As they walked out the front door into the wind and drizzle, Lori didn’t mention the way the shadows lingered a little oddly by the bathrooms and Sarah didn’t comment on the fae couple drinking espressos by the window.


	2. Chapter 2

Two days later, the weather had become drearier. Sarah was walking to her next class, wishing that she’d remembered her raincoat when she’d left the apartment that morning. She looked up at the dull gray clouds, and closed her eyes. She sighed, and wrapped her sweater around her a little more tightly. 

When she looked back in front of her, she realized she was less than a step away from plowing right into the side of a very tall, very gray person. She stopped short, but managed to slam her foot directly into a puddle. Cold water oozed into her sock through the eyelets in her boot. She cringed, knowing that her toes were going to squish all day, and that her boot had even odds of smelling like rancid butter by the time she got home. 

Half a beat later, she realized that she’d managed to splash muddy water up the person’s legs. It was a man, she realized, wearing a light gray a suit. An expensive looking one.
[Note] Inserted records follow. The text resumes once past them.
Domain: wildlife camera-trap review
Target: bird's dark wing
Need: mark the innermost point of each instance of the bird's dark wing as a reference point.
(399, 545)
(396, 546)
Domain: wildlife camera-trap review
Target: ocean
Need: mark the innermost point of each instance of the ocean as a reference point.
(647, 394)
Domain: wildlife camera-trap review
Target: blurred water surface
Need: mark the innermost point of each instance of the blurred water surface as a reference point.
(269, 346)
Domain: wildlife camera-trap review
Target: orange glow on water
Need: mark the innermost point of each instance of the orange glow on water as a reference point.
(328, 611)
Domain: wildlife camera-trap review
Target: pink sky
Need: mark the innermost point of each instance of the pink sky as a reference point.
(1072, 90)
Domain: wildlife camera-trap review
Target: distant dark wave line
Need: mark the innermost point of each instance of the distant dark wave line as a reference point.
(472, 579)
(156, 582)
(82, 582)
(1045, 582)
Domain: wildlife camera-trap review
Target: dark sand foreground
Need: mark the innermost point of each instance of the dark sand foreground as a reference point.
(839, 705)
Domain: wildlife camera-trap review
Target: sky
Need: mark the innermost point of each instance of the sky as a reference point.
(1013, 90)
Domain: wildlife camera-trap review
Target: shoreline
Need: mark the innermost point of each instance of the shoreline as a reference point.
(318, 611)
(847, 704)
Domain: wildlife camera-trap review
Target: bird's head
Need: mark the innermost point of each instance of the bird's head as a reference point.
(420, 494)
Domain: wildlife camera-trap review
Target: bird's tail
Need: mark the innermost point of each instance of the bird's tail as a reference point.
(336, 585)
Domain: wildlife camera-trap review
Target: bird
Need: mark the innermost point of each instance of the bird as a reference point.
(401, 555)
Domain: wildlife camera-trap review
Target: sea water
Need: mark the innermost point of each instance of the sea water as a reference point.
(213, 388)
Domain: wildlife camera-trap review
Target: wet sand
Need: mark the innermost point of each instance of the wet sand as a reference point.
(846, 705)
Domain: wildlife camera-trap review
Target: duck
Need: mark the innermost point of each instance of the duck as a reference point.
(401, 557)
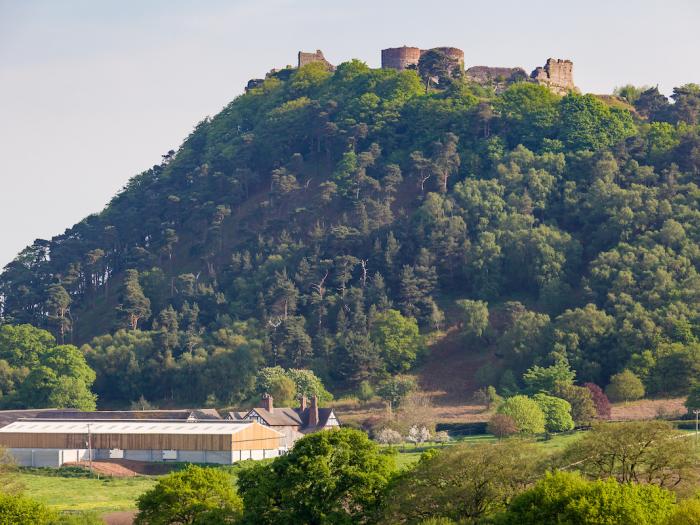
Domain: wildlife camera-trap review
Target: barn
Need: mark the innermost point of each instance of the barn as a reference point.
(53, 442)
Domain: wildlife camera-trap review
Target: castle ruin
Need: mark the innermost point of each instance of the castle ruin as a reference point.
(400, 58)
(556, 74)
(309, 58)
(405, 57)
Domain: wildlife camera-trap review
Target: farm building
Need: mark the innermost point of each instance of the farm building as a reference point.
(294, 423)
(53, 442)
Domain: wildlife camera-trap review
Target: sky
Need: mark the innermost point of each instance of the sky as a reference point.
(94, 92)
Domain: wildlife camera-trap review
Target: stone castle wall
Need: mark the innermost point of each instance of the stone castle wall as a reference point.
(400, 58)
(556, 74)
(309, 58)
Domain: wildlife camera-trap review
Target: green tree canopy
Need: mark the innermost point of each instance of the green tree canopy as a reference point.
(525, 412)
(625, 386)
(398, 339)
(565, 497)
(461, 482)
(557, 413)
(193, 495)
(333, 477)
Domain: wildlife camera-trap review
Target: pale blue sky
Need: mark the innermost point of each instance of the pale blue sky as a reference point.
(94, 91)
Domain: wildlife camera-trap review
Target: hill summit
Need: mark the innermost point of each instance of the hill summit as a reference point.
(341, 219)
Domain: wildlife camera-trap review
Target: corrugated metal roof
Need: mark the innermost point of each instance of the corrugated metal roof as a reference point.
(37, 426)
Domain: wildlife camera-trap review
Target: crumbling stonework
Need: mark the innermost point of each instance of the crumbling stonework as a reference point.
(400, 58)
(556, 74)
(454, 53)
(309, 58)
(499, 77)
(253, 83)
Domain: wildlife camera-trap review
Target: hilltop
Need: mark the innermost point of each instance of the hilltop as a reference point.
(364, 223)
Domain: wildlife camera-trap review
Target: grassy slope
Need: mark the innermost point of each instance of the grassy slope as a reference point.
(99, 495)
(120, 494)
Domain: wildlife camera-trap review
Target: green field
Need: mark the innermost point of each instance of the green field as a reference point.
(75, 492)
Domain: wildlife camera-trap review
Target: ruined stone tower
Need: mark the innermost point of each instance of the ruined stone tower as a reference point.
(400, 58)
(454, 53)
(557, 75)
(308, 58)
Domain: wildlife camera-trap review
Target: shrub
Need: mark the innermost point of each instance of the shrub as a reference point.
(557, 413)
(693, 400)
(462, 482)
(388, 436)
(600, 400)
(418, 434)
(475, 318)
(365, 392)
(442, 437)
(488, 396)
(635, 452)
(687, 512)
(565, 497)
(625, 386)
(502, 426)
(438, 521)
(526, 414)
(582, 407)
(395, 389)
(16, 509)
(540, 379)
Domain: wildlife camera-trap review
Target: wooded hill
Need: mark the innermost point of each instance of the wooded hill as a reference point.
(322, 219)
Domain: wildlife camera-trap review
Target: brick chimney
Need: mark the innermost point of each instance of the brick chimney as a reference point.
(267, 403)
(313, 413)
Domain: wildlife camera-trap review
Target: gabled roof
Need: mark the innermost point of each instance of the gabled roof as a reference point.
(79, 426)
(172, 415)
(285, 416)
(8, 416)
(280, 416)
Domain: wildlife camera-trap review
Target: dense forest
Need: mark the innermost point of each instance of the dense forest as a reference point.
(330, 221)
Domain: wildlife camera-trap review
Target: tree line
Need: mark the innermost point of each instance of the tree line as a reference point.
(328, 221)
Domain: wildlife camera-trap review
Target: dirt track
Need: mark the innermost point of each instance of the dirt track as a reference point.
(124, 468)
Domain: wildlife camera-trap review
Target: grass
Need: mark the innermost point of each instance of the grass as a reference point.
(73, 489)
(407, 455)
(85, 493)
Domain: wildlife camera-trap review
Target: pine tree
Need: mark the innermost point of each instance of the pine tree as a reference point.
(134, 304)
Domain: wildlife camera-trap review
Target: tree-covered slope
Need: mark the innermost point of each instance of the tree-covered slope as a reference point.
(320, 220)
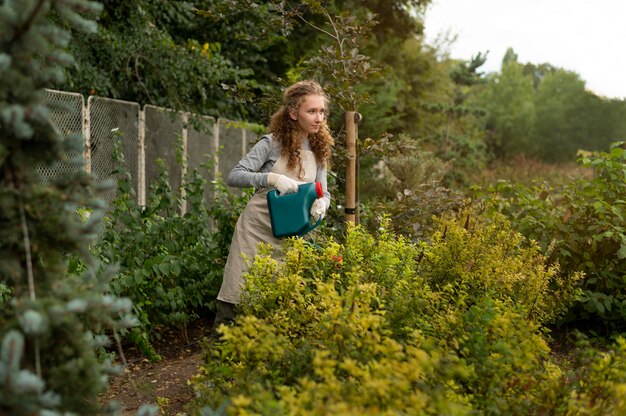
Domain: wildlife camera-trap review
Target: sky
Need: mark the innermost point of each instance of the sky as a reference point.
(583, 36)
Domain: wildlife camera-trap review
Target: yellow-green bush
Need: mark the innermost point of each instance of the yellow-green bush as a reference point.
(379, 325)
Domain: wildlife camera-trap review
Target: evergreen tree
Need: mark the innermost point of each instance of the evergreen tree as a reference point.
(52, 323)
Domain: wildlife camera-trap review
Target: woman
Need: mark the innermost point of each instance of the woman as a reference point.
(296, 151)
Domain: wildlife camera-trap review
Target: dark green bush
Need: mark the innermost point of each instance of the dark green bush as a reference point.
(170, 265)
(581, 226)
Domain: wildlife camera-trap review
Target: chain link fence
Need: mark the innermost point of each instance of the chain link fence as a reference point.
(146, 136)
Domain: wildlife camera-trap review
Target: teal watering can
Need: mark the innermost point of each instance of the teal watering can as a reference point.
(289, 213)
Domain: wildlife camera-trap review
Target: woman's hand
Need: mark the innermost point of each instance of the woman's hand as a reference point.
(318, 209)
(284, 184)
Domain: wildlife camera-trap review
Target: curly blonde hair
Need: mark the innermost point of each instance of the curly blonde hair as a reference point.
(286, 130)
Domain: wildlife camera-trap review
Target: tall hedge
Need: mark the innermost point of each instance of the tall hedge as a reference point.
(50, 324)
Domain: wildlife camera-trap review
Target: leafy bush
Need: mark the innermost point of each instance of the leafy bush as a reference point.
(380, 325)
(407, 184)
(170, 265)
(582, 227)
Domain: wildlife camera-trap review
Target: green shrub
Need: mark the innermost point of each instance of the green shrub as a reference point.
(581, 226)
(170, 265)
(380, 325)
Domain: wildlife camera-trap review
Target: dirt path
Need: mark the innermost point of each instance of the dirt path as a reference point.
(164, 383)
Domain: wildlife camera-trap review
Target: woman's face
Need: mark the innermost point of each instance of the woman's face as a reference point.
(310, 114)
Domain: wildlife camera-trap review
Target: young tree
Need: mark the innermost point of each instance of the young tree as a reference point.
(52, 323)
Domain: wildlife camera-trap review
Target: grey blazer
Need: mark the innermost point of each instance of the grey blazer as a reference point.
(252, 170)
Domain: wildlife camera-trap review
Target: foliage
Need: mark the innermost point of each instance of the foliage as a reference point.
(509, 99)
(379, 325)
(160, 53)
(52, 325)
(582, 227)
(170, 263)
(407, 185)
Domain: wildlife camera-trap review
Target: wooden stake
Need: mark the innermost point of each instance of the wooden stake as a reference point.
(350, 208)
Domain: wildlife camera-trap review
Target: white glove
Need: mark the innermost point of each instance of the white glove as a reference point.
(318, 209)
(284, 184)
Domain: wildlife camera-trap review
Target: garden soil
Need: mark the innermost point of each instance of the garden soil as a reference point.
(166, 382)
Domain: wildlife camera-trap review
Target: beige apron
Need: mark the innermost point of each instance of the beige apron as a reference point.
(253, 226)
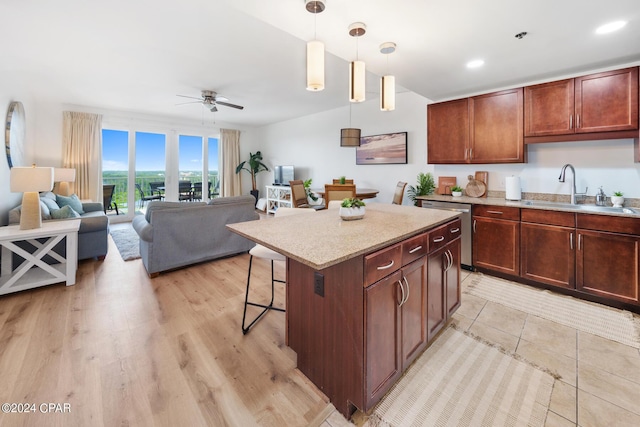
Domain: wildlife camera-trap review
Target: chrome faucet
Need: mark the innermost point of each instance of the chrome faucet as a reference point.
(573, 181)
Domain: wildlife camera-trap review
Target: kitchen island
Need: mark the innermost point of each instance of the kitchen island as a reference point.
(365, 297)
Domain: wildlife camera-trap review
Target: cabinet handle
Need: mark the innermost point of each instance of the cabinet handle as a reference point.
(402, 290)
(384, 267)
(416, 249)
(407, 282)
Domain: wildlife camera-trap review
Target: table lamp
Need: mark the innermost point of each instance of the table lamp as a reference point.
(30, 181)
(64, 176)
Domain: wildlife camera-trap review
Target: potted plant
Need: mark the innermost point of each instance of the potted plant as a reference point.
(425, 186)
(617, 199)
(254, 166)
(351, 209)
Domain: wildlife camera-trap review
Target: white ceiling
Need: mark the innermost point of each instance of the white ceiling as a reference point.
(138, 55)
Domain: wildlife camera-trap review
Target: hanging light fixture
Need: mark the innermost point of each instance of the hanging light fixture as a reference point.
(357, 68)
(387, 82)
(315, 51)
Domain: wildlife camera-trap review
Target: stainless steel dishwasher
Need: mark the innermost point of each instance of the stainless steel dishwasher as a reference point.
(465, 210)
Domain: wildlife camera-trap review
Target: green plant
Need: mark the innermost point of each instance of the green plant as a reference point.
(307, 187)
(254, 165)
(353, 202)
(425, 186)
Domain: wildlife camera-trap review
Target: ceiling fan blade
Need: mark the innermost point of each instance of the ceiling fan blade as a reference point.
(192, 97)
(226, 104)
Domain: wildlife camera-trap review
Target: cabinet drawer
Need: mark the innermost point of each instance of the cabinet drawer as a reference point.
(414, 248)
(540, 216)
(502, 212)
(382, 263)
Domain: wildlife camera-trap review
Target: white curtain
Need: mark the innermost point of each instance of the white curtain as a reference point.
(230, 184)
(82, 146)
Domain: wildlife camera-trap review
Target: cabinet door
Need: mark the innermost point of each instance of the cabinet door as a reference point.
(452, 278)
(448, 132)
(549, 108)
(607, 101)
(414, 311)
(608, 265)
(496, 245)
(437, 263)
(548, 254)
(382, 336)
(496, 123)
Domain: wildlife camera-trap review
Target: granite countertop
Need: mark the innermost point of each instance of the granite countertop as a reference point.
(500, 201)
(323, 239)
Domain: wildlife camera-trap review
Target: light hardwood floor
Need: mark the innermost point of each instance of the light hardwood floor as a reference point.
(123, 349)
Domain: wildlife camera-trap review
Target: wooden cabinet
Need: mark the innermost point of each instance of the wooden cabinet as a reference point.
(496, 238)
(482, 129)
(583, 107)
(547, 250)
(608, 257)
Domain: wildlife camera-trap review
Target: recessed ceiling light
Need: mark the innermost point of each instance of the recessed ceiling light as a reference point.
(610, 27)
(475, 63)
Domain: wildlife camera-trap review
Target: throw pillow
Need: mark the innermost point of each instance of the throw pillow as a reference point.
(71, 201)
(64, 212)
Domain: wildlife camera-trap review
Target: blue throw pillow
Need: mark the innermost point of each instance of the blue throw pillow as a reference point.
(64, 212)
(71, 201)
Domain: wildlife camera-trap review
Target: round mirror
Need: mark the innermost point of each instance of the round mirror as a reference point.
(14, 133)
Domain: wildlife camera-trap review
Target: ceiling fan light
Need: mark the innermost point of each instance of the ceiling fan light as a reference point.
(388, 93)
(350, 137)
(315, 65)
(356, 81)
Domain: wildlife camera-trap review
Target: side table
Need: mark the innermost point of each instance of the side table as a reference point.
(34, 271)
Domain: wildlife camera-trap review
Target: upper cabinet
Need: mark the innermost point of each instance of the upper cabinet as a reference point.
(597, 106)
(482, 129)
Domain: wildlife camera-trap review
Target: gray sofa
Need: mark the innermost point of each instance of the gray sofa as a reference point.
(94, 227)
(175, 234)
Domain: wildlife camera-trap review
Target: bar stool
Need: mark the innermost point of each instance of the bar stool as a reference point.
(262, 252)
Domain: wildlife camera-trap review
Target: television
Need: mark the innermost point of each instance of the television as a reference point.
(283, 174)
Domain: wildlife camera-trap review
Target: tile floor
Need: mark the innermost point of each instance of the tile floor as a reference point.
(600, 384)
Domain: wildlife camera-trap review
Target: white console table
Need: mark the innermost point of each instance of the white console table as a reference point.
(33, 271)
(278, 195)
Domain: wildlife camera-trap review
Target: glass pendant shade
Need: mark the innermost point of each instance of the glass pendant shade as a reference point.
(388, 93)
(315, 65)
(356, 81)
(349, 137)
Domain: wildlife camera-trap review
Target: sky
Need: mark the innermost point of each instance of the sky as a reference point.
(150, 151)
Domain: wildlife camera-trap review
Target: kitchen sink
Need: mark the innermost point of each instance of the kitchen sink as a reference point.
(585, 208)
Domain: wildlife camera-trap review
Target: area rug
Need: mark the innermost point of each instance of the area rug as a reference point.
(463, 381)
(606, 322)
(127, 242)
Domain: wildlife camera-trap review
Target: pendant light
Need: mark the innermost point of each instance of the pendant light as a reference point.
(315, 51)
(387, 82)
(357, 68)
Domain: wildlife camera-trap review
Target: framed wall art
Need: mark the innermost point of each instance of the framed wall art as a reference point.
(385, 149)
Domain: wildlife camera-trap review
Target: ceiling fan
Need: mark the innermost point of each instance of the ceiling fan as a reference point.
(211, 100)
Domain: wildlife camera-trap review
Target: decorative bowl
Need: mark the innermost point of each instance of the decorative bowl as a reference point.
(350, 214)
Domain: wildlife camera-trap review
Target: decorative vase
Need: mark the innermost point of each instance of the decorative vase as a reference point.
(617, 201)
(350, 214)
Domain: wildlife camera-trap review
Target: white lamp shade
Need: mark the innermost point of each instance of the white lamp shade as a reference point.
(64, 175)
(388, 93)
(356, 81)
(315, 65)
(25, 179)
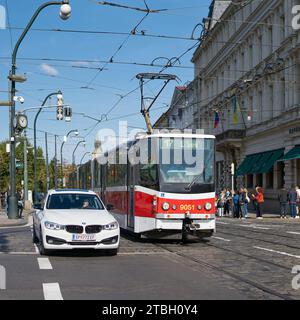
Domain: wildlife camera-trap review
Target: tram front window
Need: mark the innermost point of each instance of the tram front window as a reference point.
(186, 165)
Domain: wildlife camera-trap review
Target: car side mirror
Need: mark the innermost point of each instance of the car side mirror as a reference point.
(38, 206)
(110, 207)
Of course. That would be her luck. 

Her hand flew up to her mouth. “I am so sorry, sir. I did not see you there. I should have been paying attention. Oh my goodness,” Sarah told him. He turned his head and just blinked at her. “Are you a professor? If you let me know which department you’re in, I’ll stop off and leave money with the secretary so you can get your suit dry cleaned. I am so, so sorry.”

He narrowed his eyes at her. “No, I’m not.”

“Oh. Uh,” she said. She started wringing her hands. “Uh, do you…do you have a business card? I feel really terrible about this. I don’t have much cash on me right now, but I’ll make sure to send you some to make up for this.”

“No, I don’t,” he said. His nostrils flared, and his mouth tightened into a thin line. “And I don’t accept your apologies. This entire encounter has been most rude on your part, miss.”

She shrank back a bit at that, and shook her head. Annoyance, frustration, maybe a bit of anger- she’d expected those. Curt, borderline cordial condescension was not something Sarah anticipated. “Of course. I am terribly sorry. I’ll just go, then. Thank you for being understanding.”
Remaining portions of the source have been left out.